Traffic Engineering updated council on Vision Zero initiatives, Safe Streets Madison projects and a city rollout of '20 is Plenty'; city-controlled roadway fatalities declined from 12 in 2020 to 6 in 2025, and more than 237 safety projects have been funded through the new program.

Traffic Engineering told the Common Council that Vision Zero strategies and targeted safety projects have produced measurable reductions in serious crashes on city-controlled roadways.

Yan Tao, director of the city’s traffic engineering division, reviewed the Vision Zero framework — safe streets, safe people, safe vehicles, safety data and enforcement — and described a sequence of initiatives since 2019 including public engagement (Let’s Talk Streets), the citywide 20 is Plenty speed initiative, and the Safe Streets Madison infrastructure program that prioritizes smaller safety projects across neighborhoods.

Tao said the city has funded 237 Safe Streets projects (many implemented) and has over 600 resident safety requests in the pipeline.
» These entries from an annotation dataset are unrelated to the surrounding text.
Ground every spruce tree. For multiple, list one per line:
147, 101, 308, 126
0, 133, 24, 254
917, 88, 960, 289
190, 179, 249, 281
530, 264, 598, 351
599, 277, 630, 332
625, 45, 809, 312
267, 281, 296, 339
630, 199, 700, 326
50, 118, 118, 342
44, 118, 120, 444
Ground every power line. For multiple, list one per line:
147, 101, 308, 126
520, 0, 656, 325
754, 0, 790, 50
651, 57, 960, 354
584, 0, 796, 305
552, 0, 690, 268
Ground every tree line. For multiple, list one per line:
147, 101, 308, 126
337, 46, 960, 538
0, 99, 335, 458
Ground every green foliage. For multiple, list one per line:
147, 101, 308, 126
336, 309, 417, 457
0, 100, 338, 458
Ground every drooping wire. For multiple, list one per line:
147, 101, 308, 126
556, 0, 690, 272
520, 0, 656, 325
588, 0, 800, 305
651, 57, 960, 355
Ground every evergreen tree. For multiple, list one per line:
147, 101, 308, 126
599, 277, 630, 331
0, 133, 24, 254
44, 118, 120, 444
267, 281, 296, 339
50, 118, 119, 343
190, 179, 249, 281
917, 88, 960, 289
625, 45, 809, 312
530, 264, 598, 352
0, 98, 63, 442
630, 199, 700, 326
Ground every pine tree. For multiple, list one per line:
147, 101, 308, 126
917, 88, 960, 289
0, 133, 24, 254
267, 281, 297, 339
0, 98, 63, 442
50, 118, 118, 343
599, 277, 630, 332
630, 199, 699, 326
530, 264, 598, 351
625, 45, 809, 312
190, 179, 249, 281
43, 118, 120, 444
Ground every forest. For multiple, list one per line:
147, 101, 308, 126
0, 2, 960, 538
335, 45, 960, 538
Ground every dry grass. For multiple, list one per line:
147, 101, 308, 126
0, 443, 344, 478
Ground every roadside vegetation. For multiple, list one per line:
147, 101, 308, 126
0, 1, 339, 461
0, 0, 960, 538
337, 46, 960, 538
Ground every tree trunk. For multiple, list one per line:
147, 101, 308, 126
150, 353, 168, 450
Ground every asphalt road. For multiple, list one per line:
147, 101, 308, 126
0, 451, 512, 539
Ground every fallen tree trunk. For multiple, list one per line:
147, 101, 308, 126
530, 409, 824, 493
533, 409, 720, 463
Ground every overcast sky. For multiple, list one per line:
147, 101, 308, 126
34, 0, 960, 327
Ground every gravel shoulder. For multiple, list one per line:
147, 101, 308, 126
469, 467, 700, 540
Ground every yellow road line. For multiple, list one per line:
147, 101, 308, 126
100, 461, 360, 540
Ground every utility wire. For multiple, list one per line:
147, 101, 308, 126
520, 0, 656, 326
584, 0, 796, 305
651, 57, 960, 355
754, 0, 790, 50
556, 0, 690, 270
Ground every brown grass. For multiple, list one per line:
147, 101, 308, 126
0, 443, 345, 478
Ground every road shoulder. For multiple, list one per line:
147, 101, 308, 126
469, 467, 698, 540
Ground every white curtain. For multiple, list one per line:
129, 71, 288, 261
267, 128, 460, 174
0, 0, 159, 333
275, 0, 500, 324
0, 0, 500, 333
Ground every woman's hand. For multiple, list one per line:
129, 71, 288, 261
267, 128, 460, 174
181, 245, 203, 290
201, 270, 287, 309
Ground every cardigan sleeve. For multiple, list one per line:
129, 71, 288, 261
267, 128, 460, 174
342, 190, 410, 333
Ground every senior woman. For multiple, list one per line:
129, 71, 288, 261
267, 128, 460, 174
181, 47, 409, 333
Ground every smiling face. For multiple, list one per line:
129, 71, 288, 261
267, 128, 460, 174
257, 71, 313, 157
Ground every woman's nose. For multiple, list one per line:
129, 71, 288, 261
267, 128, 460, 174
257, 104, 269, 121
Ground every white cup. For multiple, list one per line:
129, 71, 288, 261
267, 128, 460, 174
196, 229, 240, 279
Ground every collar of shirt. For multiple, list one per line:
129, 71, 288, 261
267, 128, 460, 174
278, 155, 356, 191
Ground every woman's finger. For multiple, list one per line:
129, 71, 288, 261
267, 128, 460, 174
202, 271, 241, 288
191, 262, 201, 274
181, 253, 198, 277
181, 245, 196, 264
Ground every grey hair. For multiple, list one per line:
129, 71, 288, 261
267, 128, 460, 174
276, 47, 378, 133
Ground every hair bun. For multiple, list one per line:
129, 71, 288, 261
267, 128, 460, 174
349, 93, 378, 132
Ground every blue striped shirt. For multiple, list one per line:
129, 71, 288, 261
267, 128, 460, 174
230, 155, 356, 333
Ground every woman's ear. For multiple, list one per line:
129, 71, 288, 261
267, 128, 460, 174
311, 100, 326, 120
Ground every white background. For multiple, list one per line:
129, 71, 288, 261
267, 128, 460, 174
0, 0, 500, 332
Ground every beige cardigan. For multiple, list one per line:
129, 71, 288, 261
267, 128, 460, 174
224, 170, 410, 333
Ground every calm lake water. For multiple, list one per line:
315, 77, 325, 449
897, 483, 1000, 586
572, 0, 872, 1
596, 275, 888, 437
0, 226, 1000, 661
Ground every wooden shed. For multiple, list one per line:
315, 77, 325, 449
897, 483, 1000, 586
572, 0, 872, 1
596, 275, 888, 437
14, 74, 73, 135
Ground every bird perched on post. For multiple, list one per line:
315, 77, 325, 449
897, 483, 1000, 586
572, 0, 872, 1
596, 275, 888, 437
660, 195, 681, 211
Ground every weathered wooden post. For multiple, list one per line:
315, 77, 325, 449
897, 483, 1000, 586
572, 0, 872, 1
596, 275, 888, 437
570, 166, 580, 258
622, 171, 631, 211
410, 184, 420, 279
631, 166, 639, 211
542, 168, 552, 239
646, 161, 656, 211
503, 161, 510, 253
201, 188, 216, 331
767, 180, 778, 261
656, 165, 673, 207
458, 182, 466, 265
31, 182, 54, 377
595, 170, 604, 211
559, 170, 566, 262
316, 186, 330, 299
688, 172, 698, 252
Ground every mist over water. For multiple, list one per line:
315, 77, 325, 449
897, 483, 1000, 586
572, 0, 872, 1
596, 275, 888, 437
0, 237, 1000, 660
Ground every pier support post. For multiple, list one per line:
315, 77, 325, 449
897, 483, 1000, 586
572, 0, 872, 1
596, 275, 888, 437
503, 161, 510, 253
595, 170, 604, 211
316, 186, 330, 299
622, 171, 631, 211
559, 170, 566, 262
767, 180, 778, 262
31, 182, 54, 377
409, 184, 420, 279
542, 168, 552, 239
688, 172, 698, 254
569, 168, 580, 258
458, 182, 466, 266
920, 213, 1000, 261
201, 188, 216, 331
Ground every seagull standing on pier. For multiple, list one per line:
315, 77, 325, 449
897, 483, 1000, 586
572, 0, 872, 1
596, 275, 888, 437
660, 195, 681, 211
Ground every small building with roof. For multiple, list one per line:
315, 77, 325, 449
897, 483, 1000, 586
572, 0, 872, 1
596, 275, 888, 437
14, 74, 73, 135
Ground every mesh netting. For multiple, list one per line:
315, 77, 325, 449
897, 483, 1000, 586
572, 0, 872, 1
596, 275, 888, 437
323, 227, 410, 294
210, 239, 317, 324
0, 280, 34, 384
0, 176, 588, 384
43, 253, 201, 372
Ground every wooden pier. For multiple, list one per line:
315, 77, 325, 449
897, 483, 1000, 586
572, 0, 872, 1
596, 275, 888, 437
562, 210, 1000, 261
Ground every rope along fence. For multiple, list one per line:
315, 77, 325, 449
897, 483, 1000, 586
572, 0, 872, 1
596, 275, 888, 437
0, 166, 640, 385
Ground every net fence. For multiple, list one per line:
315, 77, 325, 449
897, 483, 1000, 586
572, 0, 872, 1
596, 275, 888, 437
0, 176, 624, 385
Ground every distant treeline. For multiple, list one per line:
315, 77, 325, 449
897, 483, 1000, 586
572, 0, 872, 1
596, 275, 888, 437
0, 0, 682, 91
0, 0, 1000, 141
He highlighted speed-management results: reductions in the share and number of very high‑speed drivers after interventions, and neighborhood crash reductions of 42% (one cluster) and 46% in another pilot neighborhood versus multi‑year baselines. For city-controlled or jointly controlled roadways, Tao said fatalities fell from 12 in 2020 to six in 2025 — a 50% decrease.

Tao credited multiagency collaboration (including MPD enforcement and public-health alignment), federal grants (more than $20 million in safety‑related awards for the division) and community engagement for the progress. He stressed continued program rollout, ongoing evaluation and that one recent fatality in 2026 underscores the work’s unfinished nature.

Next steps: finalizing a second Vision Zero progress report, continuing the Safe Streets project pipeline and evaluating longer-term impacts of BRT and other large projects on pedestrian safety.